The higher gas cost is partly because California has strictly regulated emission standards to help keep the air cleaner, which is good for the health of the citizens and beneficial to the environment. In fact, since 2004 California's gasoline has been blended with ethanol to help the gas burn cleaner and have less impact on health and environmental issues in the state.

Before that, they used methyl-tertiary butyl ether, also known as MTBE, but found it was causing a problem by contaminating water supplies. More and more states are joining this action as well. Methyl-tertiary-butyl ether, (MTBE) is added to gasoline so it will burn cleaner, with less emissions, but it can find its way into the ground water supply.

It can make the water taste foul or smell badly, but worse than that, we do not know the health effects that could come along with this problem as they are as yet unknown. It is classified by the EPA as a possible carcinogen.

But as with everything this extra refining costs money, and the refinery wants to make a profit so that adds more to the actual cost of the processed gas.

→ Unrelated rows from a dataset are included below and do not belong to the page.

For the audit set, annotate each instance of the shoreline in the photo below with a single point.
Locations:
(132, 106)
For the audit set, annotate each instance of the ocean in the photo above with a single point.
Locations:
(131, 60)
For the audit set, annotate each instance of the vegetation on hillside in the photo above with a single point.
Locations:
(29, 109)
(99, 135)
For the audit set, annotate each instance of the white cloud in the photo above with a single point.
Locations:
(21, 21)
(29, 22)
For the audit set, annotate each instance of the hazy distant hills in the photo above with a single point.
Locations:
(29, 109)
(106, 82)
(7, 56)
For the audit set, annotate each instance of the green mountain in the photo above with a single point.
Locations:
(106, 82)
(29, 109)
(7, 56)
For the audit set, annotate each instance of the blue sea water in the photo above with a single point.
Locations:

The gas station owner needs to make a profit too, so let's add more on to the price of the gas. It costs a lot of money to supply a station with gas, employees and all the other costs associated with running a business.

Let's not forget sales tax which adds 7.25% to the price, then there is state tax, add another . 18 cents per gallon and Uncle Sam gets some too, at the rate of 18.4 cents per gallon. (Imagine how inexpensive gasoline would be if we could eliminate the taxes!)

Even the use of credit cards can drive up the prices of gas, there is usually a higher pay with credit card cost because of the fees involved with the transaction. That is everywhere though, not just in California.

In the summer months the demand for more gasoline in California and everywhere else drives the prices higher, because when the weather is warmer, people drive more. The increased gas use comes to somewhere between 8 or 9%. If there are any problems at all with production in this high demand season it will drive the prices up even higher.

Today regular gas in Los Angeles is costing between 2.37 and 2.79 per gallon, and in Maryland it is costing between 1.99 and 2.59. On the low end, that is . 38 more per gallon.

Hopefully the tougher emission standards will improve the air quality and protect the environment from further destruction from car emissions. If it does, it will be well worth the higher gasoline costs in the long run.